Job-Scorer / docs /BATCH_JOBS.md
zimejin's picture
Remove launcher Smart Search; background batch is the only async path
e20deee
|
Raw
History Blame Contribute Delete
4.71 kB
# Background batch jobs (launcher)
Large launcher queues can be processed **server-side** in **chunks**: SerpAPI for Google results, then fetch + score (OpenRouter AI or heuristic). State lives in **Upstash Redis**; **Upstash QStash** wakes your deployment (e.g. Hugging Face Space) with HTTPS callbacks so work continues after you close the tab.

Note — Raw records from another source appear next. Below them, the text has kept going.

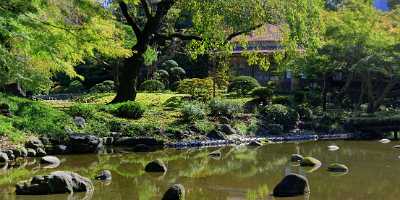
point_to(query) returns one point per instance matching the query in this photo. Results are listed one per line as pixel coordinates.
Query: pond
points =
(240, 173)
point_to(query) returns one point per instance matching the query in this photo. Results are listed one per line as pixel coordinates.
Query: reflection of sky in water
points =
(382, 4)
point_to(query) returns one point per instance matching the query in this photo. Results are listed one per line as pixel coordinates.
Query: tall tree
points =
(213, 24)
(39, 38)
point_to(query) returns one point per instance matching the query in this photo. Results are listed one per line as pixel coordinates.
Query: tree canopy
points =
(39, 38)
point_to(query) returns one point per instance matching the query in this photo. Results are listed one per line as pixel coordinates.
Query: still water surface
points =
(246, 173)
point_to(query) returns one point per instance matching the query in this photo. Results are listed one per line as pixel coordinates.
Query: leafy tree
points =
(212, 25)
(39, 38)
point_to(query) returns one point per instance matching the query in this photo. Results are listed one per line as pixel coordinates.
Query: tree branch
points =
(233, 35)
(179, 36)
(146, 8)
(129, 19)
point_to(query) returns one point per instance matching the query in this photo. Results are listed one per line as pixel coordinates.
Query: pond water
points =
(241, 173)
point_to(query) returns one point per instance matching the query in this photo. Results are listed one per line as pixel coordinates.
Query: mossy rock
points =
(156, 166)
(310, 162)
(336, 167)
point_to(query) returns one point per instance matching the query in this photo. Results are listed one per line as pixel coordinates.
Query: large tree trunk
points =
(128, 78)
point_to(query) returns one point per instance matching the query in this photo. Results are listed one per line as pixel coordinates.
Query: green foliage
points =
(75, 86)
(299, 97)
(198, 88)
(169, 64)
(305, 112)
(41, 38)
(176, 74)
(129, 110)
(193, 112)
(82, 110)
(104, 87)
(280, 114)
(41, 119)
(284, 100)
(263, 94)
(152, 86)
(225, 108)
(242, 85)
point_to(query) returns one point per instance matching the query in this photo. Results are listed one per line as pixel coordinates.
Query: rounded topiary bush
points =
(192, 112)
(103, 87)
(224, 108)
(169, 64)
(280, 114)
(242, 85)
(75, 87)
(262, 94)
(305, 112)
(152, 86)
(130, 110)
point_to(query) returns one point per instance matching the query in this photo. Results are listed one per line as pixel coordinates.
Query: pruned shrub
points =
(262, 94)
(280, 114)
(130, 110)
(103, 87)
(197, 88)
(152, 86)
(176, 74)
(242, 85)
(192, 112)
(226, 108)
(169, 64)
(305, 113)
(82, 110)
(283, 100)
(299, 97)
(75, 87)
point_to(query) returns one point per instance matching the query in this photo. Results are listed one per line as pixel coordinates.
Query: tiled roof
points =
(268, 32)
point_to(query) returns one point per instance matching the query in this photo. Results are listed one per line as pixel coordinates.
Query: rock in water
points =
(292, 185)
(31, 152)
(333, 148)
(34, 143)
(216, 153)
(336, 167)
(175, 192)
(156, 166)
(227, 129)
(40, 152)
(3, 158)
(384, 141)
(52, 160)
(216, 135)
(310, 162)
(255, 143)
(104, 175)
(59, 182)
(83, 144)
(80, 122)
(296, 158)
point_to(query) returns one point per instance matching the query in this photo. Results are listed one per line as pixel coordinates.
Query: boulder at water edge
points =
(336, 167)
(40, 152)
(292, 185)
(83, 144)
(175, 192)
(34, 143)
(310, 162)
(51, 160)
(3, 157)
(59, 182)
(296, 158)
(31, 152)
(156, 166)
(104, 175)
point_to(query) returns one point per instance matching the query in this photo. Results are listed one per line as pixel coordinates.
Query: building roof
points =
(269, 32)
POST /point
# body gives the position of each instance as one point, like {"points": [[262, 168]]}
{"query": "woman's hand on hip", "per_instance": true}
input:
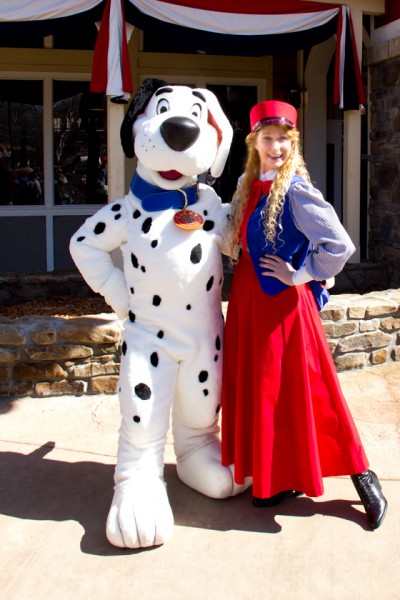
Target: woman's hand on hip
{"points": [[277, 267]]}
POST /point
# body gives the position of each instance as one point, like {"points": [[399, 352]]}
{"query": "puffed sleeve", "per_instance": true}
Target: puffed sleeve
{"points": [[90, 248], [317, 219]]}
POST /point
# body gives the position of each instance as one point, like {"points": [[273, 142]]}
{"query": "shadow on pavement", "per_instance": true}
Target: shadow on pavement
{"points": [[34, 487]]}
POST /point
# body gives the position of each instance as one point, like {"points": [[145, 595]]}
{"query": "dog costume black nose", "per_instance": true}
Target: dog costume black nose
{"points": [[180, 132]]}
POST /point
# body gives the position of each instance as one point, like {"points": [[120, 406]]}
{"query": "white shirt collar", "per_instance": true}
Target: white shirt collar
{"points": [[268, 175]]}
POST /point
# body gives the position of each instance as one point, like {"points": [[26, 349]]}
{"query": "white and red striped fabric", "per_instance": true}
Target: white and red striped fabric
{"points": [[248, 27]]}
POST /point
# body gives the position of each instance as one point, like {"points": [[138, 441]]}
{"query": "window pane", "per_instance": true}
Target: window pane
{"points": [[80, 150], [21, 142]]}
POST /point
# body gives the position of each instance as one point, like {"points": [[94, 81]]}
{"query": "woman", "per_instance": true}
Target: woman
{"points": [[285, 422]]}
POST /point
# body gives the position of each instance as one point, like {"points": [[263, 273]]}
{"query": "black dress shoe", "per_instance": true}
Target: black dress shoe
{"points": [[274, 500], [370, 491]]}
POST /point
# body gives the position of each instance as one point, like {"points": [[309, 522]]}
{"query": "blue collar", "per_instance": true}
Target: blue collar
{"points": [[155, 198]]}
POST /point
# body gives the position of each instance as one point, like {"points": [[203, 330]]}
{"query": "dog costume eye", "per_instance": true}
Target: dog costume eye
{"points": [[196, 110], [162, 106]]}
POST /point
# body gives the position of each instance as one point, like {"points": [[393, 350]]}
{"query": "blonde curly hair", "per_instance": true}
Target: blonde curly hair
{"points": [[294, 165]]}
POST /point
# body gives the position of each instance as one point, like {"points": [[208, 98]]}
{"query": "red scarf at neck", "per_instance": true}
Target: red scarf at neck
{"points": [[258, 188]]}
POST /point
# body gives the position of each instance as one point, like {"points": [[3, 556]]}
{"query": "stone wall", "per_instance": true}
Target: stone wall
{"points": [[50, 356], [384, 114]]}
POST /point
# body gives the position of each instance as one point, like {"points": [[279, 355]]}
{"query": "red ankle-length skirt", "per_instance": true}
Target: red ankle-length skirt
{"points": [[285, 421]]}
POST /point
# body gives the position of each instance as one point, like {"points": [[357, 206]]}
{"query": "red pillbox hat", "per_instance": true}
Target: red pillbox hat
{"points": [[272, 112]]}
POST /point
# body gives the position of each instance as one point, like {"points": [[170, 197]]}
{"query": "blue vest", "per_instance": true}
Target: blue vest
{"points": [[290, 244]]}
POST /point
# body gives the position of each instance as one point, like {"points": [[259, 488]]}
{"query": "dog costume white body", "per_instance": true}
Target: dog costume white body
{"points": [[170, 292]]}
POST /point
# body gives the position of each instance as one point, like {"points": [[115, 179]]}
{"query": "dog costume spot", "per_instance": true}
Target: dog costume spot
{"points": [[142, 391], [147, 225], [100, 227], [196, 254], [203, 376]]}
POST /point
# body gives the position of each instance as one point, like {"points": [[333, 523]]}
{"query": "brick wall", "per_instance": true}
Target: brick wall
{"points": [[50, 356]]}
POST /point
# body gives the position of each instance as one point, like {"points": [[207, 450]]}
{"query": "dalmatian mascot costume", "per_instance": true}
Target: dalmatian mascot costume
{"points": [[171, 231]]}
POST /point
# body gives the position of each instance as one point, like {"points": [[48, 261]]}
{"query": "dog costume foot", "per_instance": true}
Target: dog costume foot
{"points": [[202, 470], [140, 515]]}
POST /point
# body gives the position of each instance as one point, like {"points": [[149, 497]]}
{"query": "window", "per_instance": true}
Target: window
{"points": [[79, 144], [53, 167], [21, 143]]}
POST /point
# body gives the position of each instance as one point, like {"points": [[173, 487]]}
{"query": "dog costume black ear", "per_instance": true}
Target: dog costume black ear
{"points": [[137, 106]]}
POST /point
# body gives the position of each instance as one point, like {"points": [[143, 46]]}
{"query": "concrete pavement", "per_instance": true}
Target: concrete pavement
{"points": [[57, 459]]}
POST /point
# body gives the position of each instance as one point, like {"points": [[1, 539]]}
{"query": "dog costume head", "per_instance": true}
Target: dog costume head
{"points": [[176, 133]]}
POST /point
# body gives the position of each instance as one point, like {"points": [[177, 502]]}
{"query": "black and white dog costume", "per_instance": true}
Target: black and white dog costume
{"points": [[170, 294]]}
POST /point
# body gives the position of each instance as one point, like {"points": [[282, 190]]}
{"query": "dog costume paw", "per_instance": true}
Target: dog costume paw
{"points": [[140, 515]]}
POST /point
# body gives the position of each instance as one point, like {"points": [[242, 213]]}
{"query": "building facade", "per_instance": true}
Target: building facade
{"points": [[60, 154]]}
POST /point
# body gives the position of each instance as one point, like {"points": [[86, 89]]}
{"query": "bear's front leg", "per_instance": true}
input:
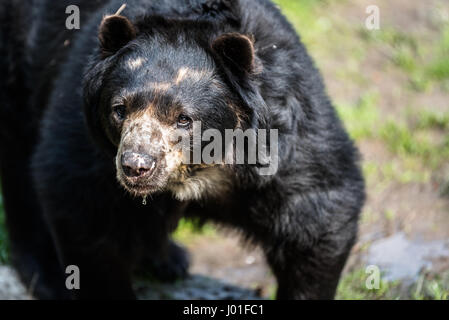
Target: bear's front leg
{"points": [[307, 240], [308, 274]]}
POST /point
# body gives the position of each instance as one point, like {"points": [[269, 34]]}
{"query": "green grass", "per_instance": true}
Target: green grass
{"points": [[427, 287], [4, 257], [360, 119]]}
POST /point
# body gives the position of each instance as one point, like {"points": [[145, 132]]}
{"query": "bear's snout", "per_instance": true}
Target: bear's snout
{"points": [[136, 165]]}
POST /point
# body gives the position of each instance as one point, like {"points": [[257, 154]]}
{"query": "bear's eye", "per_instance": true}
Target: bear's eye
{"points": [[120, 111], [184, 121]]}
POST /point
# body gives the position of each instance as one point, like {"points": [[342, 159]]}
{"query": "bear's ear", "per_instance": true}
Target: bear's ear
{"points": [[236, 51], [114, 33]]}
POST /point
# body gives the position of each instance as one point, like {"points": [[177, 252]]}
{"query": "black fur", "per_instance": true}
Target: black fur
{"points": [[64, 205]]}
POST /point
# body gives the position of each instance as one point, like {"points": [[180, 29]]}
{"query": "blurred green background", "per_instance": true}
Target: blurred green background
{"points": [[391, 88]]}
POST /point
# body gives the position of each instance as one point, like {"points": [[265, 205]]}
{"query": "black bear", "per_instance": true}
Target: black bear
{"points": [[91, 120]]}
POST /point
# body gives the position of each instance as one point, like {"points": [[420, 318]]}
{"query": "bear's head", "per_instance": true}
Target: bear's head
{"points": [[150, 82]]}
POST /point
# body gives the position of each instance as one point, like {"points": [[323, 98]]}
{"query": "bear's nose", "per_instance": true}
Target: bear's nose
{"points": [[137, 164]]}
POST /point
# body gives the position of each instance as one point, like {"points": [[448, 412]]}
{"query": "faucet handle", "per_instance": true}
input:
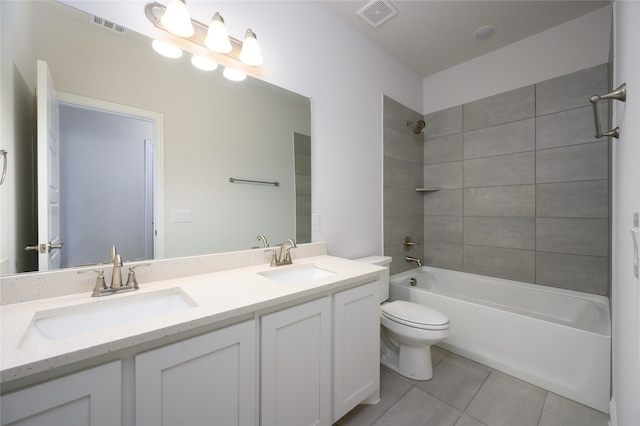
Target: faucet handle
{"points": [[131, 278], [100, 283]]}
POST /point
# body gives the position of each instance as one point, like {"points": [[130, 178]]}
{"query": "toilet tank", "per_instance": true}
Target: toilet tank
{"points": [[384, 281]]}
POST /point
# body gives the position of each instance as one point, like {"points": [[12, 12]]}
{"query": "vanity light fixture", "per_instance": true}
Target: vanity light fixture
{"points": [[251, 53], [176, 19], [203, 63], [166, 49], [217, 36], [214, 37]]}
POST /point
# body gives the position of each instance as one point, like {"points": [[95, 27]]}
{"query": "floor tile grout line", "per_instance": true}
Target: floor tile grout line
{"points": [[544, 403]]}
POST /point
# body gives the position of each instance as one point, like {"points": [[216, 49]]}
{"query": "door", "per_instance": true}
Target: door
{"points": [[48, 166]]}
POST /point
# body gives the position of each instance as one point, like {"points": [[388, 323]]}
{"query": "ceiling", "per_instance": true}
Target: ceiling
{"points": [[430, 35]]}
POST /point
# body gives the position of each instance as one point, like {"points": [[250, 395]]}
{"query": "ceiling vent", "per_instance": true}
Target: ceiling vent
{"points": [[377, 12], [108, 25]]}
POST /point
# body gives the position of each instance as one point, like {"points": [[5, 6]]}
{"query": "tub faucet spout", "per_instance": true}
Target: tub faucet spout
{"points": [[417, 260]]}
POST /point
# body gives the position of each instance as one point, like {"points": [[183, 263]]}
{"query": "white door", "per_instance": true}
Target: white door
{"points": [[48, 161]]}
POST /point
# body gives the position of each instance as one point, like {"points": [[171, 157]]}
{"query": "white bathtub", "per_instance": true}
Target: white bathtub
{"points": [[556, 339]]}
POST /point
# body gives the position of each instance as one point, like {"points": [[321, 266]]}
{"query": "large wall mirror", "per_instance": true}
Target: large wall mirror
{"points": [[211, 129]]}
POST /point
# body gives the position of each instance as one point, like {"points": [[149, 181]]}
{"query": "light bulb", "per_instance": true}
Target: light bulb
{"points": [[203, 63], [233, 75], [251, 53], [217, 37], [176, 19], [166, 49]]}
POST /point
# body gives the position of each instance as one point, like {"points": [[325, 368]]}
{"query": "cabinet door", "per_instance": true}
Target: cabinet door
{"points": [[204, 380], [295, 366], [89, 397], [356, 347]]}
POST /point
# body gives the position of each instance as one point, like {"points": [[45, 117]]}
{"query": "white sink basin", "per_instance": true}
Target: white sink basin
{"points": [[56, 324], [296, 274]]}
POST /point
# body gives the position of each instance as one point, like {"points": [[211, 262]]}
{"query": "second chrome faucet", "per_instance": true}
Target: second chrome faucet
{"points": [[284, 257], [116, 286]]}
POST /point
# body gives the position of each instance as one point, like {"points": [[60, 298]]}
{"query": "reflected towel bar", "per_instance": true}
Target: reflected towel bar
{"points": [[620, 94], [232, 180]]}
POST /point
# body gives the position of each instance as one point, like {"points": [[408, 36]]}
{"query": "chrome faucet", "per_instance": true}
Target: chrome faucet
{"points": [[284, 258], [116, 286], [417, 260], [116, 276], [262, 238]]}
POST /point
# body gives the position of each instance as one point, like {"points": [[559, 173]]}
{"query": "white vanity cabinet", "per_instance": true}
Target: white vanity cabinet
{"points": [[207, 379], [295, 366], [89, 397], [356, 342]]}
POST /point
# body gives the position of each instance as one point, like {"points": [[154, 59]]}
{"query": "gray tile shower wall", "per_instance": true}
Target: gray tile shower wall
{"points": [[403, 173], [525, 186], [302, 150]]}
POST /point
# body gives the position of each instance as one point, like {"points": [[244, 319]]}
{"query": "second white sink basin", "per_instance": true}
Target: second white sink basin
{"points": [[56, 324], [296, 274]]}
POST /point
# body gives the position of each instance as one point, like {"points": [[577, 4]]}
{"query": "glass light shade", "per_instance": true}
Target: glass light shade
{"points": [[203, 63], [165, 49], [217, 36], [176, 19], [251, 53], [233, 75]]}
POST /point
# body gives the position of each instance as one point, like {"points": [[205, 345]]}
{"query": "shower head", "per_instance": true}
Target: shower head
{"points": [[418, 127]]}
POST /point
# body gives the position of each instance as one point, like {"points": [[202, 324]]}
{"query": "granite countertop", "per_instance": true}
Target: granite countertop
{"points": [[216, 297]]}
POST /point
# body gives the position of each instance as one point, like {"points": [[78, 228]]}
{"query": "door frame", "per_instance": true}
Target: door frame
{"points": [[158, 120]]}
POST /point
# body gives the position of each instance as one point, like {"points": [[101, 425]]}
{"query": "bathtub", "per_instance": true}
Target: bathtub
{"points": [[556, 339]]}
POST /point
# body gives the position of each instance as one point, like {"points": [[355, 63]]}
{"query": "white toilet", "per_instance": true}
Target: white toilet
{"points": [[407, 330]]}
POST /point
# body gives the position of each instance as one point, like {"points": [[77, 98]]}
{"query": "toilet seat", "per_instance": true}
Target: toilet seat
{"points": [[414, 315]]}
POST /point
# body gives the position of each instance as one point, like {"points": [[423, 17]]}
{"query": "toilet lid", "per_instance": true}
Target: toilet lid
{"points": [[415, 315]]}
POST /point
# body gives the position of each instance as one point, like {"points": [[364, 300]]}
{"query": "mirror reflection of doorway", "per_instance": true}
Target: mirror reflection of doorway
{"points": [[107, 185]]}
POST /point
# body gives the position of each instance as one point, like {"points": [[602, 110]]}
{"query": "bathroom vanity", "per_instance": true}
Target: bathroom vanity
{"points": [[296, 344]]}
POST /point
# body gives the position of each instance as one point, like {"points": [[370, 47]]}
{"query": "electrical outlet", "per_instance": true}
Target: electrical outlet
{"points": [[180, 216]]}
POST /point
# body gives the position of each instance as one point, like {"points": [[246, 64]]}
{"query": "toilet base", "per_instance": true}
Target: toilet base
{"points": [[413, 362]]}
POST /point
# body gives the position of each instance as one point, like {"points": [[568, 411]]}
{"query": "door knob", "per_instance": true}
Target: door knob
{"points": [[44, 248]]}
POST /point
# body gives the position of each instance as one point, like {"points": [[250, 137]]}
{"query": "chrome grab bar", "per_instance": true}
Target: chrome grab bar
{"points": [[620, 94], [232, 180]]}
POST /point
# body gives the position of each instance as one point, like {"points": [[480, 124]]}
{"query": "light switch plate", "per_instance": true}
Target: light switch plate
{"points": [[179, 216]]}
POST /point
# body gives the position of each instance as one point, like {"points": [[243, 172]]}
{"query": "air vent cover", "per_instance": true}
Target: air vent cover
{"points": [[377, 12], [108, 25]]}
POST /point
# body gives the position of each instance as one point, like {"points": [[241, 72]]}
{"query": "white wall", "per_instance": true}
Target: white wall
{"points": [[570, 47], [625, 408], [310, 51], [16, 136]]}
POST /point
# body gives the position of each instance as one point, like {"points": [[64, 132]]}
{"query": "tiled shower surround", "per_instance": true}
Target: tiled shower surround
{"points": [[524, 185]]}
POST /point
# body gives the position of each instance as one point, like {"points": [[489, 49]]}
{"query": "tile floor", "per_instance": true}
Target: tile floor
{"points": [[465, 393]]}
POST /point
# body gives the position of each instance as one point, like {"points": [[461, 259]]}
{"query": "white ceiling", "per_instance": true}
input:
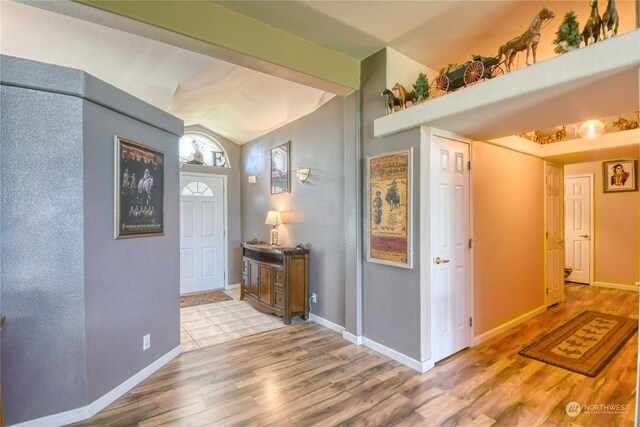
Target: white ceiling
{"points": [[434, 33], [235, 102], [241, 104]]}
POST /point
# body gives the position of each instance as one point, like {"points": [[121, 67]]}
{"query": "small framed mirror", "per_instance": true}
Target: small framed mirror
{"points": [[280, 169]]}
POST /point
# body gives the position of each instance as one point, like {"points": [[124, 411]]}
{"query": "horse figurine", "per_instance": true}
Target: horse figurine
{"points": [[403, 95], [624, 124], [391, 101], [610, 20], [593, 25], [528, 40]]}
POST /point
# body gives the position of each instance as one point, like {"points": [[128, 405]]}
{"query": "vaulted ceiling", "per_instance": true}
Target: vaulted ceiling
{"points": [[240, 102]]}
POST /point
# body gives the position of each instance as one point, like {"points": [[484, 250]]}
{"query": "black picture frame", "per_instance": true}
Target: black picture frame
{"points": [[280, 169], [139, 190], [619, 176]]}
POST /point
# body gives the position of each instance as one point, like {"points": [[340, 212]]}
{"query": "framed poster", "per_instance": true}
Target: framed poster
{"points": [[139, 190], [280, 169], [389, 205], [619, 175]]}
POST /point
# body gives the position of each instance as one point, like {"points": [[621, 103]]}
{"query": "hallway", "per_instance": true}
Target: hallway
{"points": [[307, 374]]}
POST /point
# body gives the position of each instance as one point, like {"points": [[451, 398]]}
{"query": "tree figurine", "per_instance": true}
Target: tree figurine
{"points": [[568, 34], [420, 91]]}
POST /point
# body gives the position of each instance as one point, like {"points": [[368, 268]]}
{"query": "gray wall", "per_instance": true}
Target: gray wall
{"points": [[43, 338], [313, 212], [77, 301], [391, 295], [352, 215], [132, 286], [233, 198]]}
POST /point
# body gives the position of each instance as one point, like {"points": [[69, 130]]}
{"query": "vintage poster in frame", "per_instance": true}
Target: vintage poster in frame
{"points": [[139, 190], [619, 175], [389, 201], [280, 172]]}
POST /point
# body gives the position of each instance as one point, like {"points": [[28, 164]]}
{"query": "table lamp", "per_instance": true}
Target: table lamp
{"points": [[274, 219]]}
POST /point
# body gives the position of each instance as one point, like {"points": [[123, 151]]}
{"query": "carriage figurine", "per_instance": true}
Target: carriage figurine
{"points": [[467, 74]]}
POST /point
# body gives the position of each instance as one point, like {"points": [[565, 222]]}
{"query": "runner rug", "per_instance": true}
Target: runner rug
{"points": [[203, 298], [585, 344]]}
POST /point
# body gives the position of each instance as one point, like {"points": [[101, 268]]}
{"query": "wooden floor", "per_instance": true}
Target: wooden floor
{"points": [[308, 375]]}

## Troubleshooting: “Job not found” right after starting a batch
The Upstash Redis client **parses JSON on `GET` by default**. This app stores each job as a **JSON string** with `SET` and expects a **string** back on `GET`. If deserialization is left on, `GET` returns an **object**, the loader treats the job as missing, and the status page shows **Job not found** even though Redis has the key. The code sets `automaticDeserialization: false` on the Redis client (`lib/batch-jobs/redis.ts`). After upgrading, restart the deployment so a new process picks up the client config.
## Required services
1. **SerpAPI**`SERPAPI_API_KEY`.
2. **Upstash Redis** — REST URL and token:
- `UPSTASH_REDIS_REST_URL`
- `UPSTASH_REDIS_REST_TOKEN`
3. **Upstash QStash** — publish token and signing keys (for verifying callbacks):
- `QSTASH_TOKEN` — used to **enqueue** the next chunk after each run.
- `QSTASH_CURRENT_SIGNING_KEY` — used to **verify** incoming requests to the chunk endpoint.
- `QSTASH_NEXT_SIGNING_KEY` — optional; use during key rotation.
## Public URL (critical for QStash)
QStash must call a **stable HTTPS URL** that reaches your app. Set:
- **`BATCH_PUBLIC_APP_URL`** — origin only, no trailing slash, e.g. `https://your-space.hf.space` or your Vercel URL.
### Hugging Face Spaces (important)
Do **not** use the gallery link as the public URL:
- Wrong: `https://huggingface.co/spaces/zimejin/Job-Scorer` (Space page on hf.co — this is **not** your container’s API host).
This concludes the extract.